Supermarkets dominate fresh produce retailing. Wal-Mart is the world’s largest retailer. It purchases from 65,000 suppliers worldwide and has 1,300 outlets in 10 countries and is a model for other such concerns.

According to the report, in the USA Wal-Mart and Kroger controlled 92 percent of fresh produce retailing and in the United Kingdom five supermarket chains controlled 70 percent of the market by 2003.

According to Oxfam, Tesco (a UK supermarket) controlled over a quarter of the British grocery market, and bought produce from over 100 countries. For the year 2002-2003 its pre-tax profits were nearly $2.5 billion. Tesco buys wine and fruit from South African producers. Oxfam reports that the company demands “open book costing”—financial transparency to be able to strip out costs. Most of the cost saved accrues to Tesco. The report quotes a packhouse manager:

“They look at the cost chain and we have to declare all our costs and then they say ‘we don’t need this cost’ and it is cut. They heighten the risk but the sting in the tail is that they take 80 percent of the entire amount of savings with only a small proportion to the producers.... If you mention their margins you run the risk of losing your toehold with them.”
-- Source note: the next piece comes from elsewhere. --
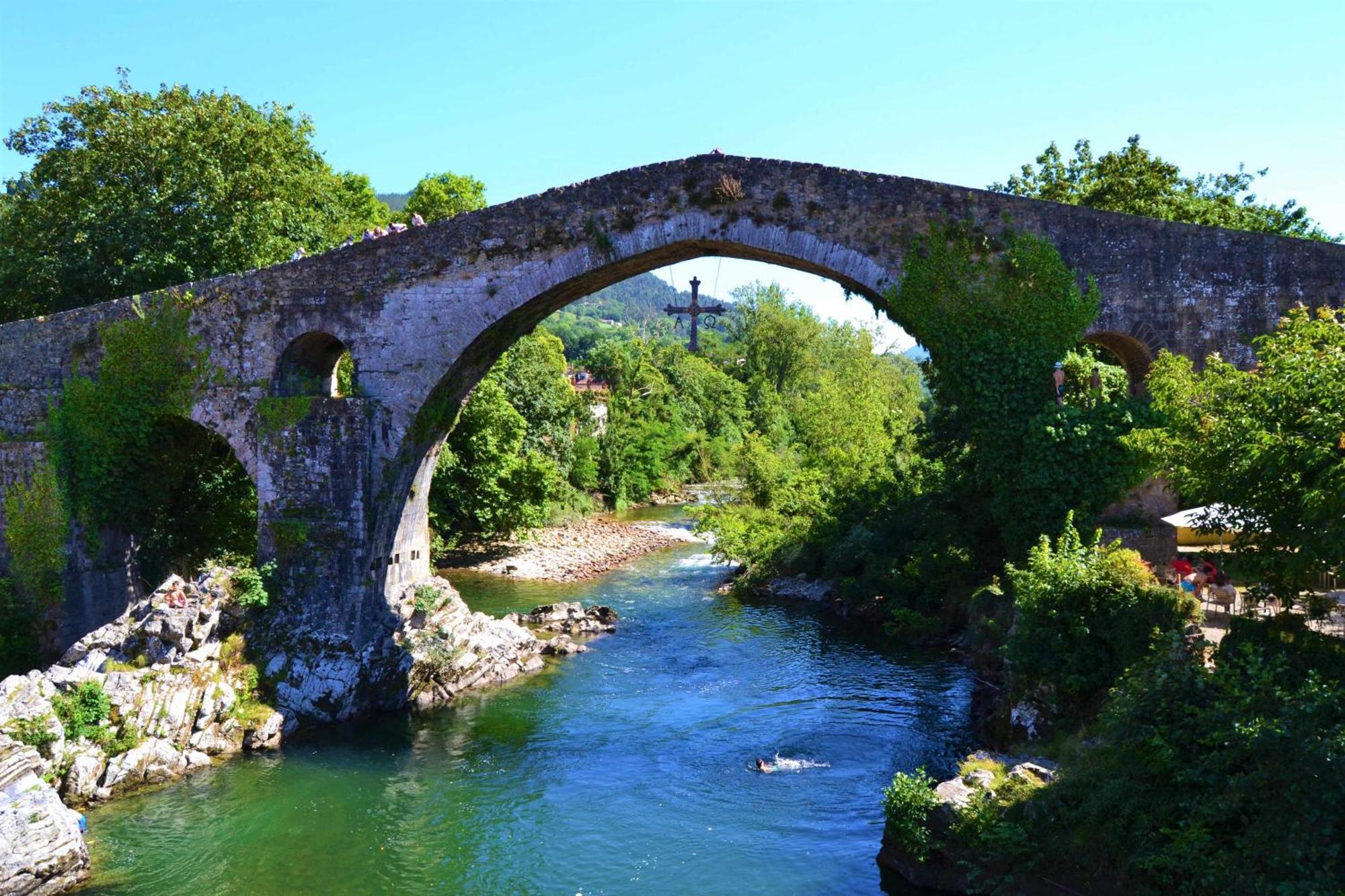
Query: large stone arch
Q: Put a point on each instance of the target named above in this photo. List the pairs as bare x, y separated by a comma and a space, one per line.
427, 311
566, 279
Oxfam spoke to farmers and workers in South Africa. An apple farmer said, “There is less permanent labour and fewer perks and lower increases for those that remain. This is a result of overproduction and suppression of prices by retailers.”

Joanna, who has worked on farms for nearly 20 years, said, “Many of the farmers are retrenching their permanent workers because they cannot afford it any more ... Where must we go?”

The report is the result of detailed research and graphically demonstrates the conditions facing workers throughout the world. When it addresses what should be done to oppose these developments, its authors resort to appealing to the “better nature” of governments and big transnational companies.

They say, “It is not inevitable that globalisation marginalised the poor in general, or poor women in particular. Nor is it inevitable that the expansion of international trade creates ‘a race to the bottom’, with investors taking advantage of opportunities to relocate. Increased trade and improved working conditions can go hand-in-hand, if governments, companies and international institutions create the right policy conditions. That “if” is a very big one. As the research set out here shows, powerful political and commercial pressures are undermining labour standards.”

The reports adds, “No single company or government can make the changes needed to ensure that poor people, and especially women, benefit from jobs in global supply chains ... together the initiative of companies, governments, international institutions, consumers, and investors can make all the difference.”

To attribute such fundamental shifts within economic and social relations to the subjective moral shortfalls of a few CEOs and government leaders is to blind one’s self to reality.

The globalisation of production and the explosion of finance capital that took place in the 1980s represented responses by different sections of capital to falling profit rates that marked the collapse of the post-war boom.

Keynesian-style economic regulation of international trade—that had been used to stabilise the world economy after the Second World War—gave way as the major corporations sought to maximise profits by the export of capital and production to the less developed world, where production and labour costs were much lower. This was done for the benefit of the financial elite who control the major businesses and could only take place at the direct expense of the impoverished masses whose labour is utilised.

Ultimately, therefore, the plight of these women workers can only be transformed through an international struggle that will reorganise the world economy on a socialist basis with production designed to fulfil the needs of working people.